The first algorithm is based on my work with Reward Machines: instead of rewarding an agent for a given action in a given state, a reward machine allows one to specify rewards for sequences of observations. Every observation is mapped from an action-state pair. For instance, if you want to make your agent kick the ball twice in a row, then give it a reward only after seeing that it has kicked the ball twice in a row. A regular reward function would only be able to give the same reward for the first and second kick.

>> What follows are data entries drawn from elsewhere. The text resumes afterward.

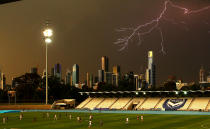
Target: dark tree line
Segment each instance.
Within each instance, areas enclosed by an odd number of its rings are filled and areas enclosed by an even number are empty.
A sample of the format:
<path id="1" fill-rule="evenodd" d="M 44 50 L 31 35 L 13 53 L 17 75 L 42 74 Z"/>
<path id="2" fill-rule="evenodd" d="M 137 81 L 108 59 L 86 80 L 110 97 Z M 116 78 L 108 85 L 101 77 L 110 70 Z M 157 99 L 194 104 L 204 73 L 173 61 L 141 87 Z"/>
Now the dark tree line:
<path id="1" fill-rule="evenodd" d="M 46 78 L 38 74 L 26 73 L 13 79 L 12 88 L 9 90 L 16 91 L 17 102 L 37 102 L 44 103 L 46 97 Z M 48 100 L 53 103 L 59 99 L 76 99 L 82 101 L 84 96 L 78 92 L 82 91 L 76 87 L 65 85 L 56 77 L 48 78 Z M 7 90 L 0 90 L 0 101 L 7 102 Z M 14 100 L 14 99 L 13 99 Z"/>

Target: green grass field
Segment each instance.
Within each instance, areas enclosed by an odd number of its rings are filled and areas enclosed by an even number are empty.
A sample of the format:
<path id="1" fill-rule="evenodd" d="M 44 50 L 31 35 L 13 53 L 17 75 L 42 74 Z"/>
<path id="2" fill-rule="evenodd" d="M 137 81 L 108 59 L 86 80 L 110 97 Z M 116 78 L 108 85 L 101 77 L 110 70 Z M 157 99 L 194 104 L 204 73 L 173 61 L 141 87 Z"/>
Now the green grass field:
<path id="1" fill-rule="evenodd" d="M 19 120 L 19 113 L 0 114 L 0 129 L 87 129 L 90 113 L 56 113 L 58 120 L 50 119 L 46 113 L 30 112 L 23 113 L 23 120 Z M 72 119 L 69 119 L 69 115 Z M 61 118 L 59 116 L 61 115 Z M 67 115 L 67 116 L 66 116 Z M 92 120 L 93 129 L 210 129 L 210 116 L 204 115 L 143 115 L 144 121 L 137 120 L 137 114 L 101 114 L 94 113 Z M 141 116 L 141 114 L 138 114 Z M 3 116 L 8 117 L 6 124 L 3 124 Z M 81 122 L 76 117 L 82 118 Z M 34 120 L 36 117 L 36 120 Z M 126 117 L 129 123 L 125 123 Z M 103 126 L 100 125 L 103 121 Z"/>

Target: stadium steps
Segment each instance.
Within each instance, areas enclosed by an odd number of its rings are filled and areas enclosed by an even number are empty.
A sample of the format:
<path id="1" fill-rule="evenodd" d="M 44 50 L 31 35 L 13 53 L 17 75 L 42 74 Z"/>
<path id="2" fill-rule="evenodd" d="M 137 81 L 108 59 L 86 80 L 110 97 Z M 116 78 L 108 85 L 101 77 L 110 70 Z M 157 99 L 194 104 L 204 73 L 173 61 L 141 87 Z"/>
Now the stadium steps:
<path id="1" fill-rule="evenodd" d="M 160 100 L 157 102 L 157 104 L 155 105 L 155 109 L 158 107 L 159 103 L 163 100 L 163 98 L 160 98 Z"/>
<path id="2" fill-rule="evenodd" d="M 167 99 L 174 99 L 174 98 L 162 98 L 161 101 L 158 103 L 158 105 L 155 107 L 155 109 L 165 110 L 163 108 L 163 104 Z"/>
<path id="3" fill-rule="evenodd" d="M 177 99 L 187 99 L 185 105 L 183 107 L 181 107 L 180 109 L 178 109 L 178 110 L 181 110 L 181 111 L 182 110 L 187 110 L 189 105 L 191 104 L 191 102 L 193 100 L 193 98 L 177 98 Z"/>
<path id="4" fill-rule="evenodd" d="M 207 111 L 210 111 L 210 102 L 209 102 L 209 105 L 207 106 Z"/>
<path id="5" fill-rule="evenodd" d="M 139 101 L 139 103 L 136 105 L 135 110 L 138 109 L 141 104 L 145 101 L 146 98 L 138 98 L 137 100 Z M 133 99 L 134 102 L 135 99 Z"/>
<path id="6" fill-rule="evenodd" d="M 142 102 L 140 101 L 139 104 L 136 105 L 135 110 L 136 110 L 136 109 L 139 109 L 139 108 L 142 106 L 142 104 L 144 104 L 144 102 L 146 101 L 146 99 L 147 99 L 147 98 L 144 98 Z"/>
<path id="7" fill-rule="evenodd" d="M 105 98 L 103 98 L 103 100 L 102 100 L 99 104 L 97 104 L 95 108 L 98 108 L 98 106 L 99 106 L 101 103 L 103 103 L 104 100 L 105 100 Z"/>
<path id="8" fill-rule="evenodd" d="M 137 99 L 137 98 L 131 99 L 131 101 L 128 102 L 127 105 L 125 105 L 124 110 L 130 109 L 130 107 L 133 105 L 133 102 L 134 102 L 136 99 Z"/>
<path id="9" fill-rule="evenodd" d="M 209 103 L 209 98 L 207 97 L 196 97 L 189 108 L 189 110 L 205 110 Z"/>
<path id="10" fill-rule="evenodd" d="M 86 100 L 84 100 L 82 103 L 80 103 L 76 109 L 80 109 L 83 108 L 87 103 L 89 103 L 91 101 L 92 98 L 87 98 Z"/>
<path id="11" fill-rule="evenodd" d="M 208 104 L 206 105 L 205 111 L 208 111 L 209 110 L 209 107 L 210 107 L 210 99 L 209 99 Z"/>
<path id="12" fill-rule="evenodd" d="M 141 106 L 147 101 L 148 98 L 145 98 L 144 101 L 142 103 L 139 103 L 139 106 L 136 106 L 136 109 L 140 109 Z"/>
<path id="13" fill-rule="evenodd" d="M 144 104 L 140 107 L 140 109 L 143 110 L 150 110 L 154 109 L 155 105 L 160 101 L 160 98 L 158 97 L 150 97 L 148 98 Z"/>
<path id="14" fill-rule="evenodd" d="M 87 103 L 85 103 L 81 108 L 84 108 L 92 100 L 93 100 L 93 98 L 90 98 L 90 100 Z"/>
<path id="15" fill-rule="evenodd" d="M 119 98 L 110 108 L 122 110 L 130 100 L 131 98 Z"/>
<path id="16" fill-rule="evenodd" d="M 86 104 L 83 108 L 93 110 L 101 101 L 103 101 L 103 98 L 93 98 L 93 99 L 92 99 L 88 104 Z"/>
<path id="17" fill-rule="evenodd" d="M 109 109 L 111 109 L 112 105 L 114 105 L 114 104 L 117 102 L 118 99 L 119 99 L 119 98 L 117 98 L 117 99 L 109 106 Z"/>
<path id="18" fill-rule="evenodd" d="M 192 101 L 190 102 L 190 105 L 188 106 L 187 110 L 189 110 L 191 108 L 194 101 L 195 101 L 195 98 L 192 99 Z"/>
<path id="19" fill-rule="evenodd" d="M 132 103 L 132 100 L 133 100 L 133 98 L 131 98 L 131 99 L 128 101 L 128 103 L 126 103 L 126 104 L 125 104 L 125 106 L 123 106 L 123 108 L 122 108 L 122 109 L 123 109 L 123 110 L 127 110 L 127 109 L 126 109 L 126 107 L 128 107 L 128 106 L 129 106 L 129 104 L 131 104 L 131 103 Z"/>
<path id="20" fill-rule="evenodd" d="M 117 98 L 105 98 L 105 100 L 98 105 L 98 108 L 109 108 Z"/>

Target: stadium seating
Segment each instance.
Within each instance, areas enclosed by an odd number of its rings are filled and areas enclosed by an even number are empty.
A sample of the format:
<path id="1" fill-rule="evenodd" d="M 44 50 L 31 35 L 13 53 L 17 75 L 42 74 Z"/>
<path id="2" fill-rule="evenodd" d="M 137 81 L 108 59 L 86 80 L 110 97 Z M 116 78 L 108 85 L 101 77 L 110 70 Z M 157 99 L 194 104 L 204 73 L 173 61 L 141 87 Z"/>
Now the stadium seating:
<path id="1" fill-rule="evenodd" d="M 210 100 L 209 100 L 208 105 L 206 106 L 206 109 L 205 110 L 206 111 L 210 111 Z"/>
<path id="2" fill-rule="evenodd" d="M 148 98 L 138 109 L 154 109 L 160 98 Z"/>
<path id="3" fill-rule="evenodd" d="M 185 105 L 178 110 L 188 110 L 188 107 L 190 106 L 193 98 L 179 98 L 179 99 L 187 99 L 187 101 L 186 101 Z"/>
<path id="4" fill-rule="evenodd" d="M 181 98 L 87 98 L 77 109 L 115 110 L 205 110 L 210 111 L 210 97 Z"/>
<path id="5" fill-rule="evenodd" d="M 134 109 L 137 110 L 145 101 L 146 98 L 134 98 L 133 105 L 136 105 Z"/>
<path id="6" fill-rule="evenodd" d="M 131 98 L 119 98 L 110 109 L 123 109 Z"/>
<path id="7" fill-rule="evenodd" d="M 110 108 L 118 98 L 106 98 L 101 104 L 99 104 L 96 108 Z"/>
<path id="8" fill-rule="evenodd" d="M 76 109 L 81 109 L 83 108 L 88 102 L 90 102 L 92 100 L 92 98 L 87 98 L 85 101 L 83 101 L 82 103 L 80 103 Z"/>
<path id="9" fill-rule="evenodd" d="M 161 100 L 160 100 L 160 102 L 156 105 L 156 109 L 160 109 L 160 110 L 165 110 L 164 108 L 163 108 L 163 103 L 167 100 L 167 99 L 171 99 L 171 98 L 162 98 Z"/>
<path id="10" fill-rule="evenodd" d="M 123 108 L 123 110 L 132 110 L 133 108 L 136 109 L 136 107 L 138 105 L 140 105 L 141 103 L 143 103 L 145 98 L 133 98 L 130 100 L 130 102 L 128 102 L 125 107 Z"/>
<path id="11" fill-rule="evenodd" d="M 89 103 L 87 103 L 83 108 L 93 110 L 99 103 L 101 103 L 104 98 L 93 98 Z"/>
<path id="12" fill-rule="evenodd" d="M 205 110 L 208 103 L 209 103 L 209 98 L 206 98 L 206 97 L 195 98 L 188 109 L 189 110 Z"/>

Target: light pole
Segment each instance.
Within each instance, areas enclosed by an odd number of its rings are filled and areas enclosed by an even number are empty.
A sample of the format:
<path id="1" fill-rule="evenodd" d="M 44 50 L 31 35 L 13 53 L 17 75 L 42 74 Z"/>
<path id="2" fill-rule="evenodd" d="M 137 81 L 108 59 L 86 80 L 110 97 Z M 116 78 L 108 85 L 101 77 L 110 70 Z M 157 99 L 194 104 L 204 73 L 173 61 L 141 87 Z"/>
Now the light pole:
<path id="1" fill-rule="evenodd" d="M 52 29 L 50 29 L 50 28 L 46 28 L 44 31 L 43 31 L 43 35 L 44 35 L 44 41 L 45 41 L 45 43 L 46 43 L 46 75 L 45 75 L 45 77 L 46 77 L 46 104 L 48 104 L 48 76 L 47 76 L 47 45 L 48 44 L 50 44 L 51 42 L 52 42 L 52 39 L 51 39 L 51 37 L 52 37 L 52 35 L 53 35 L 53 31 L 52 31 Z"/>

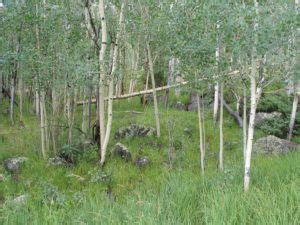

The second algorithm is based on my earlier work on a Hybrid POMDP-BDI agent architecture. In this architecture, an agent can pursue several goals at the same time. The goals that the agent is currently pursuing are called its intentions. The agent programmer must specify what it means for a goal/intention to be satisfied. When an intention is satisfied ‘enough’ or cannot be satisfied at the moment, then it is removed from the set of intentions. The ‘desire-level’ of a goal which has not been satisfied for a while increases. When a goal’s desire-level reaches a user-defined threshold, the goal becomes an intention. With this algorithm, all goals are satisfied periodically. There are several parameters that the programmer can set to achieve a desired agent behavior.
These two algoriths still need some poslishing (including comments and descriptions) and i need to implement each one with more example problems. I’ll be making them available on GitHub in a few weeks.